Introns were first discovered in protein-coding genes of adenovirus, and were subsequently identified in genes encoding transfer RNA and ribosomal RNA genes. Introns are now known to occur within a wide variety of genes throughout organisms and viruses within all of the biological kingdoms.

The fact that genes were split or interrupted by introns was discovered independently in 1977 by Phillip Allen Sharp and Richard J. Roberts, for which they shared the Nobel Prize in Physiology or Medicine in 1993. The term intron was introduced by American biochemist Walter Gilbert:

"The notion of the cistron must be replaced by that of a transcription unit containing regions which will be lost from the mature messenger - which I suggest we call introns (for intragenic regions) - alternating with regions which will be expressed - exons." (Gilbert 1978)

The frequency of introns within different genomes is observed to vary widely across the spectrum of biological organisms.

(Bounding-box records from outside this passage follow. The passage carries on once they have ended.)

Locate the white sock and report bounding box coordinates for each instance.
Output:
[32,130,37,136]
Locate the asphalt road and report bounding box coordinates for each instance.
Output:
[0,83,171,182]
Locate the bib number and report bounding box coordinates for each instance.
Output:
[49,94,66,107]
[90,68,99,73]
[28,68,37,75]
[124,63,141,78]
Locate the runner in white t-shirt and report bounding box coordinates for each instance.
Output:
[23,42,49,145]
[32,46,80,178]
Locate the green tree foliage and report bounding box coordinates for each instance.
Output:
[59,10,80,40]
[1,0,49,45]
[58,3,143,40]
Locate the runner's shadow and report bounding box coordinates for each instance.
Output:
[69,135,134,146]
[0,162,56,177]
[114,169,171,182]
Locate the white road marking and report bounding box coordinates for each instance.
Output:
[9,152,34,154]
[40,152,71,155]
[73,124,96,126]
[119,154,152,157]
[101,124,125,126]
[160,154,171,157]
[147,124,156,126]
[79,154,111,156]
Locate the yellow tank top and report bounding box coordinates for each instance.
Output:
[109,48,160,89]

For example, introns are extremely common within the nuclear genome of higher vertebrates (e.g. humans and mice), where protein-coding genes almost always contain multiple introns, while introns are rare within the nuclear genes of some eukaryotic microorganisms, for example baker's/brewer's yeast (Saccharomyces cerevisiae). In contrast, the mitochondrial genomes of vertebrates are entirely devoid of introns, while those of eukaryotic microorganisms may contain many introns. Introns are well known in bacterial and archaeal genes, but occur more rarely than in most eukaryotic genomes.